Sorry I don't understand your point?? I have to perform some string manipulations with sed.
I haven't posted all the sed executions. There is more than the 2 above
It's not what I expected but it's working! Thank you chepner
When possible, you want to use built-in shell commands rather than starting an external program. sed is appropriate if you have a file full of lines, all of which are processed identically, but when you are only echoing a single string, you can often use the shell itself to process it.
As a matter of fact I have multiple subdirectories full of images. I have to perform many tasks on this images like resizing, compressing and at the end rename them using directory names.
0

It is important to understand that bash and sed are two completely independent things. When you give bash a command, it first processes it according to its rules, in order to come up with a utility name and a set of arguments for that utility (in this case sed), and then calls the utility with the arguments.

Probably $DIR contains a slash character. Perhaps it looks something like /usr/home/codyline/src.

So when bash substitutes that into the argument to the sed command:

"s/${DIR}//g"

the result is

s//usr/home/codyline/src//g

which is what is then passed to sed. But sed can't understand that commabnd: it has (many) too many / characters.

If you really want to use sed for this purpose, you need to use a delimiter other than /, and it needs to be a character you are confident will never appear in $DIR. Fortunately, the sed s command allows you to use any character as a delimiter: whatever character follows the s is used as the delimiter. But there always must be exactly three of them in the command.
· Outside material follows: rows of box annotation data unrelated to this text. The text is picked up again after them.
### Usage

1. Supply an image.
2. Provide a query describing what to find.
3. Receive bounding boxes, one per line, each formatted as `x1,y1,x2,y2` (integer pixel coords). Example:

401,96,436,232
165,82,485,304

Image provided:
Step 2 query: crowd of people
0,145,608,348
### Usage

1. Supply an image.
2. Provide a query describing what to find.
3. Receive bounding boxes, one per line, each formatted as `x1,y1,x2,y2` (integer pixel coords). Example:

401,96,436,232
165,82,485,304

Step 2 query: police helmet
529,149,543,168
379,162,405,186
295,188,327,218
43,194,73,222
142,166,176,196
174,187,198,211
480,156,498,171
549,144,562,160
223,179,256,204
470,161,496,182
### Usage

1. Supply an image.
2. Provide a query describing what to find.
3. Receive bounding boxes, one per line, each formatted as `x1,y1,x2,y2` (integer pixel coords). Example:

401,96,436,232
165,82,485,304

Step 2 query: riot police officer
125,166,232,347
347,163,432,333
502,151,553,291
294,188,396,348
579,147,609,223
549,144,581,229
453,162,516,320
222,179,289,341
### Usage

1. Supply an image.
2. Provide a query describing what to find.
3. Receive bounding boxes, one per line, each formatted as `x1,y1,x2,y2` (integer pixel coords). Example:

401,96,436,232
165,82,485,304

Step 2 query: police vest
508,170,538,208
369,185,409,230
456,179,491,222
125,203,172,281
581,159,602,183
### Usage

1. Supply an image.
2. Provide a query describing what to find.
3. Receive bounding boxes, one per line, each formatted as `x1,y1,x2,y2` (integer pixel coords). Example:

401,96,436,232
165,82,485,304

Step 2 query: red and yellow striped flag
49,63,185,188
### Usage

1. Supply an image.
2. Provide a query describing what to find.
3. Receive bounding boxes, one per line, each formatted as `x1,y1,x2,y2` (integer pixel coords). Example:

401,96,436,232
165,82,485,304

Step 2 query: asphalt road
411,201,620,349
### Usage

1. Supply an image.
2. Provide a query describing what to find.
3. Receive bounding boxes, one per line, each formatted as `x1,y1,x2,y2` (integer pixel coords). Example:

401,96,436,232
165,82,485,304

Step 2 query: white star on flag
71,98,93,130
For example, you might believe that no directory path contains a colon (:), in which case you could use:

sed "s:${DIR}::g"

Of course, someday that will fail precisely because you have a directory with a colon in its name. So you could make things more general by using bash's substitute-and-replace feature to backslash-escape all the colons:

sed "s:${DIR//:/\:}::g"

But you could have used this bash feature in order to avoid the use of sed altogether:

NEWBASE=${NAME//$DIR}

Unfortunately, you can't nest bash substitute-and-replaces, so you need to do them sequentially:

NEWBASE=${NEWBASE//.\/}

Note: I used ${var//...}, which is the equivalent of specifying the g flag in a sed s command, but I really don't know if it is appropriate. Do you really expect multiple instances of $DIR in a single path? If there are multiple instances, do you really want to remove all of them? You'll have to decide.

1 Comment

Thanks rici. I solved my problem like suggested by @chepner: NEWBASE=${NAME//$DIR//} NEWBASE=${NEWBASE//.\//} and than executing sed tasks. It's not a one liner any more but it works.